Os nervos de aço de Vercingetorix?) Eu olharia risonho

A Rosa dos Ventos. S. W. 3. Loeste! no dédalo

Se acalantaria uma loenda de amigo: “I wish, I wish

I were asleep”. Quoth I: — O squire

Please, à Estrada do Rei, na Casa do Pequeno Cisne

Room twenty four! ô squire, quick, before

My heart turns to whatever whatsoever sore!

Há um grande aluamento de micro-erusíferos

Em mim! ô squire, art thou in love ? dost thou

Believe in pregnancy, kindly tell me? ô

Squire, quick, before alva turns to electra

For ever, ever more! give thy horses

Gasoline galore, but do take me to my maid

Minha garota — Lenore!

Quoth the driver: — Right you are. sir

                       *

O roofs of Chelsea!

Encantados roofs, multicolores, briques, bridges, brumas

Da aurora em Chelsea! ô melancholy!

” I wish, I wish I were asleep. ” but the morning

Rises, o perfume da madrugada em Londres

Makes me fluid… darling, darling, acorda, escuta

Amanheceu, não durmas.. o bálsamo do sono

Fechou-te as pálpebras de azul… Victoria & Albert resplende

Para o teu despertar; ô darling, vem amar

À luz de Chelsea! não ouves o rouxinol cantar em Central Park?

Não ouves resvalar no rio, sob os chorões, o leve batei

Que Bilac deitou à correnteza para eu te passear ? não sentes

O vento brando e macio nos mahoganies? the leaves of brown

Came thumbling down, remember?

“Escrevi dez canções…

               … escrevi um soneto…

                               … escrevi uma elegia.. “

O darling, acorda, give me thy eyes of brown, vamos fugir

Para a, Inglaterra?

“… escrevi um soneto…

                               escrevi uma carta. “

O darling, vamos fugir para a Inglaterra?

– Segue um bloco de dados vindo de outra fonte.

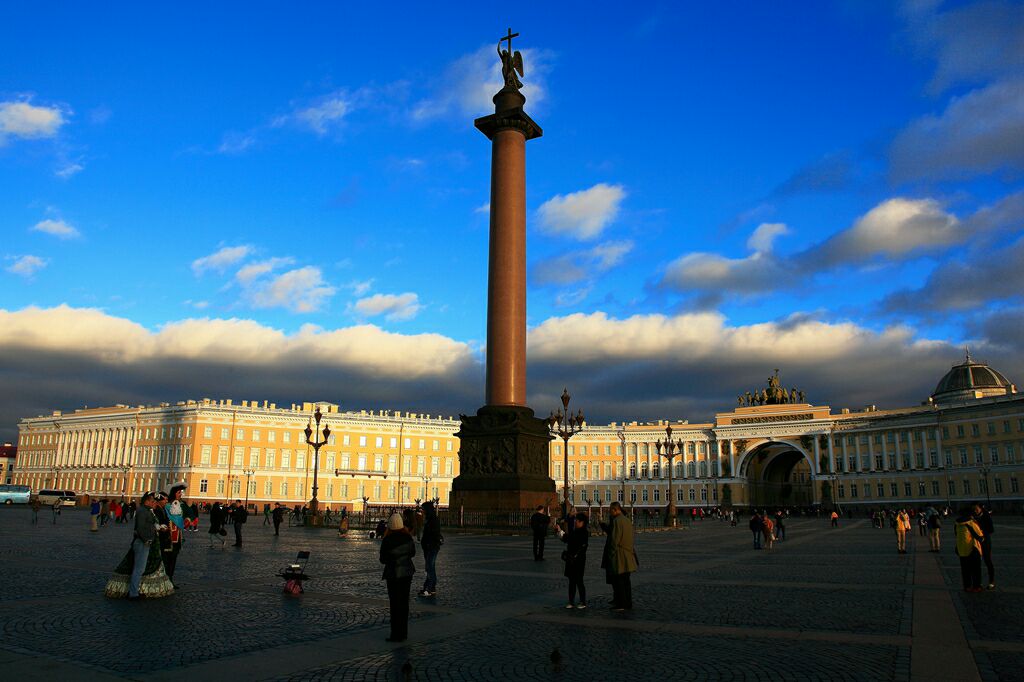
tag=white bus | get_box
[38,489,78,507]
[0,485,32,505]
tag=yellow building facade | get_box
[15,399,459,510]
[13,357,1024,510]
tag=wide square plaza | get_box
[0,508,1024,681]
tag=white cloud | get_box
[353,292,423,322]
[746,222,790,253]
[663,246,795,298]
[530,240,633,284]
[890,79,1024,180]
[217,132,256,154]
[234,257,295,286]
[413,46,553,121]
[538,182,626,240]
[247,265,335,312]
[4,256,46,278]
[53,161,85,180]
[803,198,967,269]
[193,245,253,275]
[278,90,355,136]
[0,101,67,143]
[32,218,81,240]
[0,305,470,376]
[345,278,374,296]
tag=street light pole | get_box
[305,406,331,524]
[548,388,584,519]
[242,469,253,509]
[978,464,992,509]
[654,424,683,526]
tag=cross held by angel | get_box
[498,29,524,90]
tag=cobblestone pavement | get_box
[0,507,1024,682]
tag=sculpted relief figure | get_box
[498,31,524,90]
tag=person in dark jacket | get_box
[231,500,249,547]
[380,513,416,642]
[420,502,444,597]
[749,512,765,549]
[974,503,995,590]
[529,505,551,561]
[270,502,285,536]
[560,512,590,608]
[208,502,227,547]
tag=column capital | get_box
[473,106,544,140]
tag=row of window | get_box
[554,461,717,480]
[193,478,441,502]
[197,426,454,453]
[558,486,718,505]
[200,445,455,476]
[837,476,1020,499]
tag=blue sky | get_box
[0,2,1024,438]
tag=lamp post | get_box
[242,469,254,509]
[305,406,331,525]
[548,388,584,519]
[978,464,992,509]
[654,424,683,526]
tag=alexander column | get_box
[452,29,555,511]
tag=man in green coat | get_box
[601,502,637,611]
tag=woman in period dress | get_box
[103,494,174,599]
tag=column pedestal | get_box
[452,406,558,512]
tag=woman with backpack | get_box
[558,512,590,608]
[380,512,416,642]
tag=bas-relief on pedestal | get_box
[452,406,556,511]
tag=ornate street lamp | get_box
[548,388,584,519]
[305,406,331,524]
[654,424,683,526]
[978,464,992,509]
[242,469,254,509]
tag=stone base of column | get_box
[451,406,558,512]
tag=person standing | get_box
[380,512,416,642]
[208,502,227,548]
[974,503,995,590]
[231,500,249,547]
[954,507,984,592]
[529,505,551,561]
[420,501,444,597]
[270,502,285,536]
[601,502,637,611]
[746,510,765,549]
[893,509,910,554]
[559,512,590,608]
[775,509,785,542]
[928,511,942,552]
[164,481,188,589]
[120,493,174,600]
[761,509,775,550]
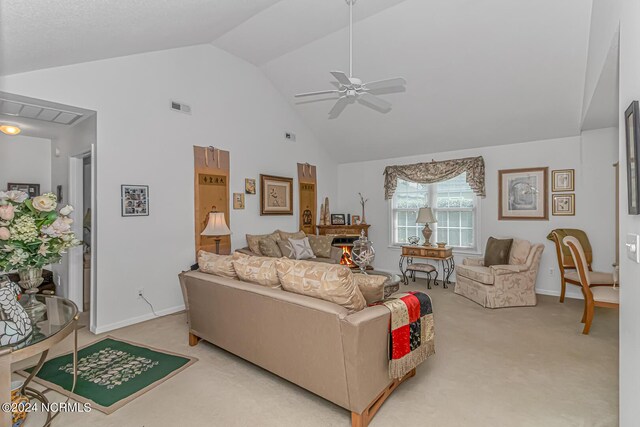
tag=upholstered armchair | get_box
[455,239,544,308]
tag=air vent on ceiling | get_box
[171,101,191,114]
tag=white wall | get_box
[333,128,618,297]
[0,133,51,193]
[0,45,337,331]
[619,0,640,427]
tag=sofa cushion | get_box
[246,231,280,255]
[276,258,366,312]
[307,234,333,258]
[276,230,307,240]
[456,265,493,285]
[198,251,238,279]
[233,252,282,289]
[484,237,513,267]
[258,236,282,258]
[353,273,387,304]
[509,239,531,265]
[289,237,316,259]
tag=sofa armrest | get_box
[489,264,530,276]
[462,257,484,267]
[340,305,391,414]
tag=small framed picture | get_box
[233,193,244,209]
[551,193,576,216]
[551,169,576,192]
[121,185,149,216]
[331,214,347,225]
[244,178,256,194]
[7,182,40,199]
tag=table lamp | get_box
[416,207,438,246]
[200,212,231,255]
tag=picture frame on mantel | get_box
[498,167,549,221]
[260,175,293,215]
[624,101,640,215]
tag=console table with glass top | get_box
[0,295,78,427]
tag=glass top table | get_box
[0,295,78,426]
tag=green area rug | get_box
[21,336,198,414]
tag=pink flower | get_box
[0,205,14,221]
[0,227,11,240]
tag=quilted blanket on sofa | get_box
[382,292,435,379]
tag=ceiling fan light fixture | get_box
[0,125,22,136]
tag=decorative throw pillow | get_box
[509,239,531,265]
[198,251,238,279]
[276,258,366,312]
[278,240,296,259]
[276,230,306,240]
[307,234,333,258]
[289,237,316,259]
[353,273,387,305]
[484,237,513,267]
[233,252,282,289]
[258,236,282,258]
[246,231,280,255]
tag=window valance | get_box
[384,156,485,200]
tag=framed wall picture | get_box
[624,101,640,215]
[551,169,576,193]
[331,214,347,225]
[498,168,549,220]
[260,175,293,215]
[233,193,244,209]
[244,178,256,194]
[120,185,149,216]
[551,193,576,216]
[7,182,40,199]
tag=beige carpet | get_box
[17,281,618,427]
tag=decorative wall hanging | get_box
[551,169,576,192]
[233,193,244,209]
[498,168,549,220]
[551,193,576,216]
[120,185,149,216]
[193,146,231,256]
[260,175,293,215]
[298,163,318,234]
[244,178,256,194]
[384,156,485,200]
[7,182,40,199]
[624,101,640,215]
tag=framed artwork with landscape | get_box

                               ..”que irão pensar

Os quatro cavaleiros do Apocalipse…”

                               .. escrevi uma ode…”

O darling!

               O PAVEMENTS!

                               O roofs of Chelsea!

Encantados roofs, noble pavements, cheerful pubs, delicatessen

Crumpets,a glass of bitter, cap and gowu… -— don’t cry don’t cry!

Nothing is lost, I’ll come again, next week, I promise thee…

Be still, don’t cry..

               … don’t cry…

                       … don’t cry…

                               RESOUND

Ye pavements!

               — até que a morte nos separe —

                       ó brisas do Tâmisa, farfalhai!

Ó telhados de Chelsea,

                               amanhecei!

Também neste poema, longe do recorte clássico de muita da sua poesia, como os sonetos, onde foi grande como poucos no século XX, também aqui, dizia, é o apaixonado Vinicius que ao longo da vida cantou a mulher, os amigos e o amor, quem se mostra todo inteiro na desmesura do seu génio.